Certaines de mes découvertes auraient pu faire vaciller ma grande conviction. Par exemple, j'ai découvert le triste record coréen concernant les suicides. En 2011, ils étaient 43 par jours à se donner la mort. Le pont de Mapo lui-même se trouve être le pont du monde où le plus de désespérés viennent en finir. Deux ans avant l'affaire de Minsuk, déjà, la situation était devenue tellement dramatique, qu'une compagnie d'assurance avait décidé de mettre en place un dispositif anti-suicide sur le pont. Il s'agissait de grands panneaux d'affichage qui diffusaient des messages bienveillants, censés dissuader les candidats au suicide : « Avez-vous mangé ? », « N'y a-t-il personne que vous voulez voir ? »

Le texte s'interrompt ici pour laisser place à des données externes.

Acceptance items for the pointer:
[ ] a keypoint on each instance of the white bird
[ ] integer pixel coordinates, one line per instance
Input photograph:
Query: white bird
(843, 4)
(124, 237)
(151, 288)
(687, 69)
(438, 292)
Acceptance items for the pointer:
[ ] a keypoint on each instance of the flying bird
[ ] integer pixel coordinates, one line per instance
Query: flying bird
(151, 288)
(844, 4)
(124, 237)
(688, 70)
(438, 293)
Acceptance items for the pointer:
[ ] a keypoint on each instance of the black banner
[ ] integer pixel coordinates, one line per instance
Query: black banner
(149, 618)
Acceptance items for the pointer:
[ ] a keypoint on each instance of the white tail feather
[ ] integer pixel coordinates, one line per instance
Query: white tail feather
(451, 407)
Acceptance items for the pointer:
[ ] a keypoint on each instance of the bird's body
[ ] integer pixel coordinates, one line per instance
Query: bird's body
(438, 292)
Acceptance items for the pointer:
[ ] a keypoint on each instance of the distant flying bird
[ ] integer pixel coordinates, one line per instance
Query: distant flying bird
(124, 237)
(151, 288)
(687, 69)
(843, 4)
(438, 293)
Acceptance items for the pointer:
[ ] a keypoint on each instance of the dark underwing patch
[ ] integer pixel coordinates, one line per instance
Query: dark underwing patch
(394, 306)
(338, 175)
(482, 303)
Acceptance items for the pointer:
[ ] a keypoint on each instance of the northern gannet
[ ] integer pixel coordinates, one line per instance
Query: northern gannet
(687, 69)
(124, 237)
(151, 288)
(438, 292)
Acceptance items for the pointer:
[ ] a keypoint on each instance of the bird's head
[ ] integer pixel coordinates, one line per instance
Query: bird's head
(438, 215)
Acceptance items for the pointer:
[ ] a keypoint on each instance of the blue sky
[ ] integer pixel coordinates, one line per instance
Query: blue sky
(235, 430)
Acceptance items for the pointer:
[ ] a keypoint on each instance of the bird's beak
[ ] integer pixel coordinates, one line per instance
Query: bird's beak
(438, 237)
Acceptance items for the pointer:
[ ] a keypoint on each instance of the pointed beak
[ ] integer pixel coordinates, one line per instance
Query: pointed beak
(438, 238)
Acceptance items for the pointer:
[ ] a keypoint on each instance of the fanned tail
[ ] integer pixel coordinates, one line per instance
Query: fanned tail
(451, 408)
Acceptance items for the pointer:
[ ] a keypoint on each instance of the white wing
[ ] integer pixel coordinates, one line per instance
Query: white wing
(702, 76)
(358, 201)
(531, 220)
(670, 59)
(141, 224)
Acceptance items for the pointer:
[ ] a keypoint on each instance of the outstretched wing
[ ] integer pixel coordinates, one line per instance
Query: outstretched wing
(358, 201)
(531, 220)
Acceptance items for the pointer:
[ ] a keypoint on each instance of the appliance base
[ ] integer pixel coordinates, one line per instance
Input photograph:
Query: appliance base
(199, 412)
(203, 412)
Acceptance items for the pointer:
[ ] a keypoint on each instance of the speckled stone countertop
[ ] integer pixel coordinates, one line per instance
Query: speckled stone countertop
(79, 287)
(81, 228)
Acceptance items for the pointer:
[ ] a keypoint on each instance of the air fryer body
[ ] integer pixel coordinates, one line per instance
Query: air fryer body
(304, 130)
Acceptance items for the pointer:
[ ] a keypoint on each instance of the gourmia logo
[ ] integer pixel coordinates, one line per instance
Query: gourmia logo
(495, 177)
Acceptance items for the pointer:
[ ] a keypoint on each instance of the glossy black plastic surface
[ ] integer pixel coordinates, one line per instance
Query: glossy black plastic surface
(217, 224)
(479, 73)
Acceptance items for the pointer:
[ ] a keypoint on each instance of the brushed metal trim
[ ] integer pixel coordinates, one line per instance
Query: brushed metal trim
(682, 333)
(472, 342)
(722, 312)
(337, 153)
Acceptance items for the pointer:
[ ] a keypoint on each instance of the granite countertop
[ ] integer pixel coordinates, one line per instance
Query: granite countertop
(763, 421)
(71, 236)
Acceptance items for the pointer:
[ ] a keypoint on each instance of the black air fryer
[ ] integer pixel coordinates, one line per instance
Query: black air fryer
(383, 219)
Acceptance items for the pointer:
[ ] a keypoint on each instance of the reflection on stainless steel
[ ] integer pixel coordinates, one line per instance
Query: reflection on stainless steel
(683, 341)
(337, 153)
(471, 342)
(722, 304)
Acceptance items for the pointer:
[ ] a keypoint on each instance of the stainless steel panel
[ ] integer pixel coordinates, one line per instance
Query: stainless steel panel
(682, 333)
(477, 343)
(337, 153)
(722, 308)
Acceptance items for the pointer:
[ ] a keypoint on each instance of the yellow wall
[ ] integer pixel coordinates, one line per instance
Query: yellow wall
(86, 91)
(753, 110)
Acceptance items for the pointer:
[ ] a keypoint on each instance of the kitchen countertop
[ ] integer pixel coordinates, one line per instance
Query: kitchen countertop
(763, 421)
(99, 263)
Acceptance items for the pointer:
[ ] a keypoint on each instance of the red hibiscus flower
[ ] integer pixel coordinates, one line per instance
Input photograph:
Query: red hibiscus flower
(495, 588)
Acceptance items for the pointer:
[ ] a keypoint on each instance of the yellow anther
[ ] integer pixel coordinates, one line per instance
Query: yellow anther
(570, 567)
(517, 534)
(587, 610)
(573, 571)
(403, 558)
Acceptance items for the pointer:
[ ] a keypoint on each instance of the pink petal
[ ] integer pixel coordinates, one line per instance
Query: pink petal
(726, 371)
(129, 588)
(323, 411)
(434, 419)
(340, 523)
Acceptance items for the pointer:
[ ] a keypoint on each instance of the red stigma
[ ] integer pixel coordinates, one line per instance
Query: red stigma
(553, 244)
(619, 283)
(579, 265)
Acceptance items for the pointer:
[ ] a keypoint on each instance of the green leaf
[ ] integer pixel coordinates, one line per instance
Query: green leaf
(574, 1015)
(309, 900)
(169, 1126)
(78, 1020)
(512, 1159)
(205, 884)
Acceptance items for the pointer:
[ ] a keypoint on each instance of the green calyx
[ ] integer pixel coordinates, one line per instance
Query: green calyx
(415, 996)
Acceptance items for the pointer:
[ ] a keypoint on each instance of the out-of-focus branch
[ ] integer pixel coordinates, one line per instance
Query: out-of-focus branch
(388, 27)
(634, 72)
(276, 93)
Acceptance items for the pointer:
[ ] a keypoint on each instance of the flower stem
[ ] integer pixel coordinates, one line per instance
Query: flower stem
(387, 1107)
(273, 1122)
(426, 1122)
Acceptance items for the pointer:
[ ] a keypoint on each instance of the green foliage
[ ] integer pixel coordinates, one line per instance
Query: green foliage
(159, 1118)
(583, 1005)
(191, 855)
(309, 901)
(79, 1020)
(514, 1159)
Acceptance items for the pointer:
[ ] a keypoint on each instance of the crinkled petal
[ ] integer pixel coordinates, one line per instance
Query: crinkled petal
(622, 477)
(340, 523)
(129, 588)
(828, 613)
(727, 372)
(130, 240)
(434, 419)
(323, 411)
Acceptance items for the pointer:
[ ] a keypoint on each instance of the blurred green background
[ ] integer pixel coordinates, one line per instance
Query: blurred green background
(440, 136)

À ces informations, qui rendaient le suicide de Minsuk étonnamment plausible, s'ajoutait ce que j'apprenais sur l'industrie de la K-pop. Les fans et les médias l'appellent le côté obscur de la K-pop. Je ne m'étais jamais beaucoup intéressée à cet aspect jusque-là. Maintenant, on peut dire que je suis une experte du phénomène.

Quand j'ai compris à quel point la vie de Minsuk avait pu être dure, j'ai sérieusement douté. Et si j'étais effectivement victime d'un cas pathologique de déni, comme le supposait mon psychiatre ? Et si j'étais dans l'erreur, depuis quatre ans ?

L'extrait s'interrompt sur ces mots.